There's clearly an appetite for more drug trials among patient advocates. During a webinar in January, RECOVER representatives shared that 267 out of 404 responses to its latest request for proposals were for studies involving drugs rather than nonpharmaceutical therapies like exercise or nutrition changes. Of those, 40% of the suggested interventions were immunomodulatory agents. Another 25% were neurological agents, and 23% were antivirals.

UCSF’s Peluso says that when pharmaceutical companies do “seem interested and engaged” about donating drugs and placebo for trials, there’s often another constraint: funding. Drug manufacturers want to ensure that researchers have funding before committing to the donation. Funders want to ensure that researchers have the drug before committing to funding.

"You end up in this situation where nobody's making the commitment, aside from the people who actually want to do the research, and it just becomes this constant circular discussion," Peluso says.

There’s another chicken-and-egg problem. Some pharmaceutical firms want to await a concrete biomarker that could serve as a clinical trial end point before putting any resources toward long COVID studies, but it’s not possible to find such a metric without more studies.

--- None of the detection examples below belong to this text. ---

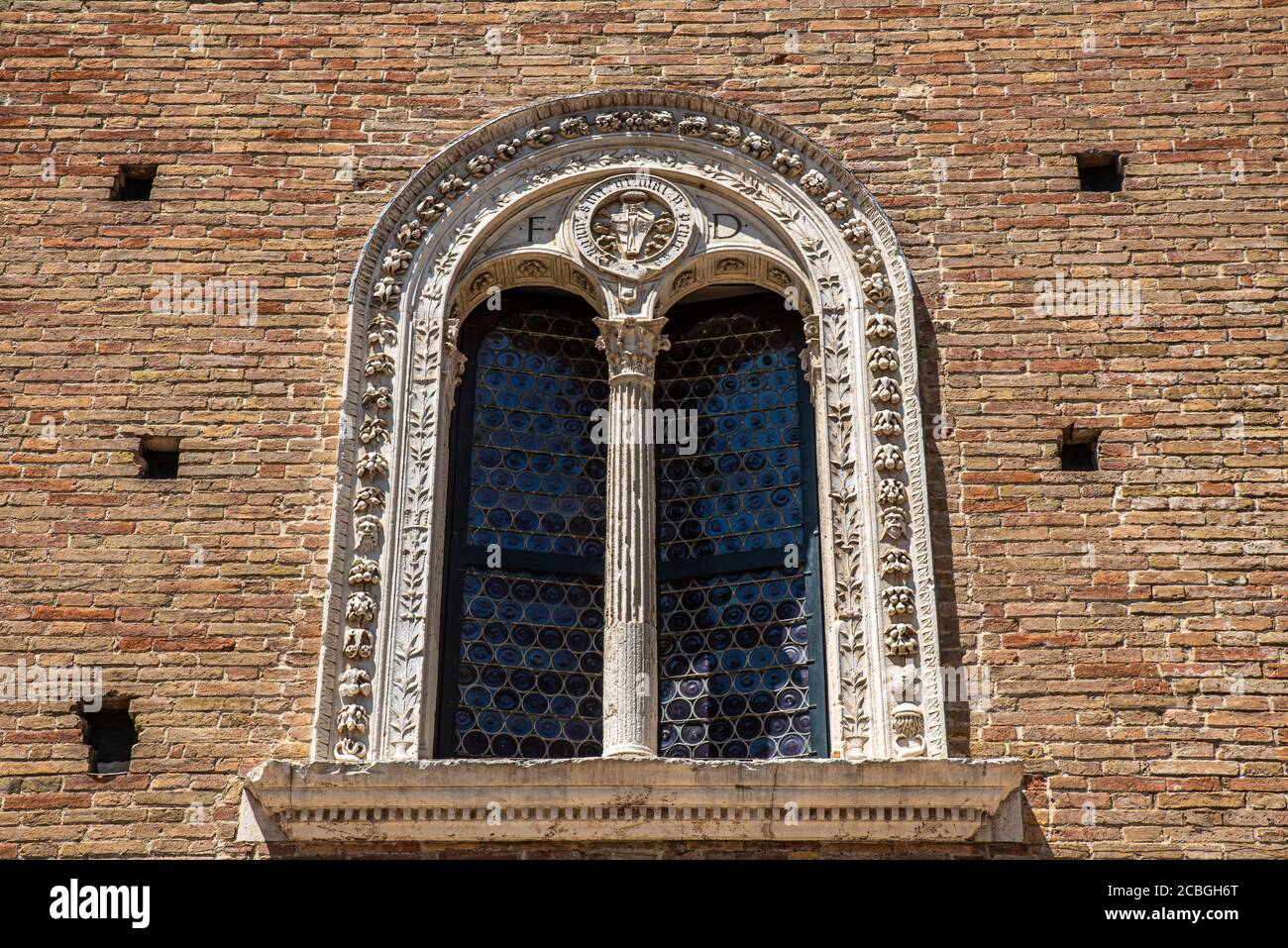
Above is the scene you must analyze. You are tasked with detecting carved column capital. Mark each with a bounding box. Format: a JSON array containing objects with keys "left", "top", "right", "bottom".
[
  {"left": 595, "top": 316, "right": 671, "bottom": 378},
  {"left": 800, "top": 314, "right": 823, "bottom": 404}
]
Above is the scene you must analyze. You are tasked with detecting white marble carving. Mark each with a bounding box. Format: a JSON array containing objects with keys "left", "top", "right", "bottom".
[{"left": 313, "top": 91, "right": 947, "bottom": 761}]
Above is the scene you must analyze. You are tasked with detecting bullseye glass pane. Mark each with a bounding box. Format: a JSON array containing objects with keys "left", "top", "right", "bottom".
[
  {"left": 455, "top": 570, "right": 604, "bottom": 758},
  {"left": 656, "top": 309, "right": 821, "bottom": 759},
  {"left": 467, "top": 312, "right": 608, "bottom": 557},
  {"left": 441, "top": 306, "right": 608, "bottom": 758}
]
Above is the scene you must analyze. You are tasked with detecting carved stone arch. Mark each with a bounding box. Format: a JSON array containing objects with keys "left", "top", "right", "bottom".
[{"left": 313, "top": 91, "right": 947, "bottom": 763}]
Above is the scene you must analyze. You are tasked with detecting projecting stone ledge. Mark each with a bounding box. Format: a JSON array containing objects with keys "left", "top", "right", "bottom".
[{"left": 237, "top": 758, "right": 1024, "bottom": 842}]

Peluso points out that in some cases, drugs themselves can be used to find out how long COVID works. If an antiviral or monoclonal antibody that targets SARS-CoV-2 manages to alleviate symptoms in people with long COVID, that lends credit to the theory that viral reservoirs are a cornerstone of the disease, for instance. If a checkpoint inhibitor designed to boost T-cell activity gives a person with long COVID more energy or makes them more alert, that indicates that their immune cells are indeed exhausted and need pharmaceutical help.

Peluso says his group at UCSF has taken this approach with Shionogi and Aerium, and more trials are on the way. But in the meantime, the specter of long COVID is only growing as more people around the world are infected with COVID-19.

"I don't want to paint this picture that is horrible," Peluso says. "But we just really need to get moving."